This semester, HERC has been hosting a monthly seminar discussion group for college students engaged and resulted in two thought-provoking discussions centered on the articles “Making a Killing: The Economics of the Holocaust” by Richard J. Overy and “Stone-Cold Killers or Drunk with Murder? Alcohol and Atrocity during the Holocaust” by Edward Westermann. The discussion was facilitated by TSC history professor, Monte Finkelstein. Together, these readings illuminated distinct but interconnected dimensions of the Holocaust: the economic structures that sustained genocide and the human psychology and social behavior that enabled ordinary men to become perpetrators.
The first seminar, based on Overy’s “Making a Killing,” examined the Holocaust as not only a political and racial project but also an economic enterprise.
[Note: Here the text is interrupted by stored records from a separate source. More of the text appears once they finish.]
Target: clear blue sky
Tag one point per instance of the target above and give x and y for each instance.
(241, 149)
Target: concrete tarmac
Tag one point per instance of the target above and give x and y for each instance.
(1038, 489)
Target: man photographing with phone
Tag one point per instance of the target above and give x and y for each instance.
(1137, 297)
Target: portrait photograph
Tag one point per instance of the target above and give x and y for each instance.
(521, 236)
Overy’s analysis situates the Holocaust within the broader context of Nazi exploitation, forced labor, and profit-driven collaboration. He reveals how the machinery of extermination was deeply entwined with material gain—through the seizure of Jewish property, the economic mobilization of concentration camp labor, and the participation of private industries that profited from the Nazi war economy. The seminar discussion focused on the moral complicity of bureaucrats, businessmen, and economic planners who rationalized genocide as a means of economic efficiency. Students debated whether the drive for profit was a secondary outcome of Nazi ideology or a coequal motive that fueled the genocide. The conversation underscored that the Holocaust, while ideologically rooted in antisemitism, was also sustained by pragmatic and economic incentives that made killing profitable and bureaucratically routine.
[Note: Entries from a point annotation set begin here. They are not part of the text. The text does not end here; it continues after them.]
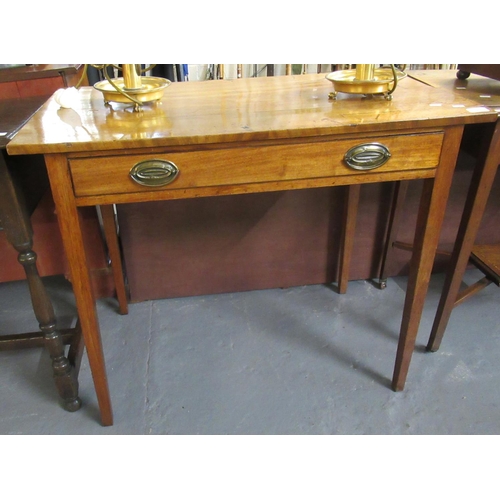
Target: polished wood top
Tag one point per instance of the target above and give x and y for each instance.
(248, 109)
(14, 113)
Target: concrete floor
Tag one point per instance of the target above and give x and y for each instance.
(302, 361)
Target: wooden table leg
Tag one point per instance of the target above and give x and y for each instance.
(398, 199)
(111, 234)
(430, 217)
(477, 197)
(70, 226)
(19, 232)
(348, 230)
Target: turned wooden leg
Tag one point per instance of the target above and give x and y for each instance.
(430, 217)
(19, 233)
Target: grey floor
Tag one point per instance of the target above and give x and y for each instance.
(292, 361)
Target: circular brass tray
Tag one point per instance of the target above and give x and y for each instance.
(345, 81)
(151, 90)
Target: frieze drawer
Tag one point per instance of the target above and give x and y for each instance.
(206, 168)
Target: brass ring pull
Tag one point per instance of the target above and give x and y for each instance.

The following month, Westermann’s “Stone-Cold Killers or Drunk with Murder?” shifted the discussion from structural and economic systems to the psychology and culture of killing. Westermann explores the pervasive role of alcohol among German police battalions and SS units, arguing that drinking both facilitated and reflected the socialization of violence. Alcohol became a ritualized mechanism of bonding, numbing, and celebrating atrocities. The seminar’s conversation grappled with Westermann’s central question: were perpetrators acting out of cold-blooded ideological conviction or under the influence of intoxication and peer pressure? Students examined primary accounts from perpetrators and survivors, considering how alcohol operated as both a literal intoxicant and a symbolic tool of moral disengagement. The discussion highlighted how social dynamics, conformity, and dehumanization, combined with physical intoxication, blurred moral boundaries and normalized mass murder.
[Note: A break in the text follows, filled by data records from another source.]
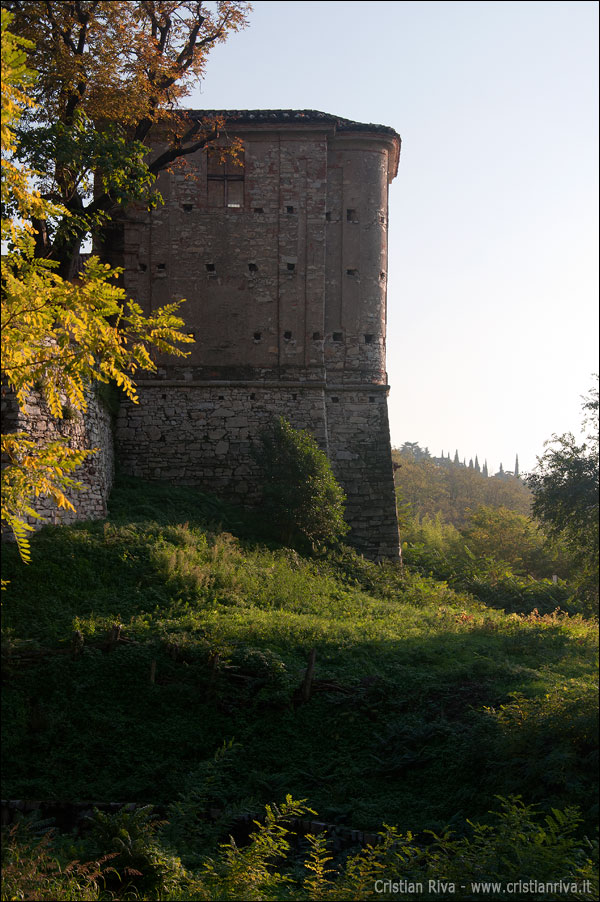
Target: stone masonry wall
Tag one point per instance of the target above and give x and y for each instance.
(282, 259)
(92, 430)
(202, 434)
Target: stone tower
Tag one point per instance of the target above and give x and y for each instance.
(282, 258)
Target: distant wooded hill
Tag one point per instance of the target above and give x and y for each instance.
(428, 485)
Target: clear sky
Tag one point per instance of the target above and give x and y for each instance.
(493, 253)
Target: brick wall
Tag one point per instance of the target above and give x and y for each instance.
(283, 264)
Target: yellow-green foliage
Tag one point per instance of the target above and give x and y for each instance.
(57, 335)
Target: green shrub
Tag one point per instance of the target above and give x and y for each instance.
(301, 497)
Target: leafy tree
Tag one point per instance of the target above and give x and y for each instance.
(429, 487)
(511, 537)
(301, 496)
(110, 75)
(57, 336)
(565, 494)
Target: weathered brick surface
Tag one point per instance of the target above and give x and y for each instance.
(285, 291)
(286, 296)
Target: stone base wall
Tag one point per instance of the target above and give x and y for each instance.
(92, 430)
(202, 434)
The two seminars offered a multidimensional understanding of the Holocaust that moved beyond traditional political or military histories. Overy’s economic analysis exposed the bureaucratic and financial complicity that made genocide sustainable, while Westermann’s cultural-psychological lens revealed how everyday human behavior and social rituals enabled atrocity. Students concluded that the Holocaust cannot be fully understood through ideology alone—it must also be studied through the economic systems and social practices that made genocide possible and, disturbingly, ordinary.
By juxtaposing these two works, the seminar series encouraged participants to confront the complexity of evil in modern society. The Holocaust emerges not as an inexplicable rupture in civilization but as a convergence of ideology, economy, and human behavior—where profit, policy, and psychology all contributed to one of history’s greatest crimes. Such discussions challenge students to reflect critically on the mechanisms of complicity and to recognize how ordinary structures of work, leisure, and social life can become instruments of atrocity when moral restraint is lost.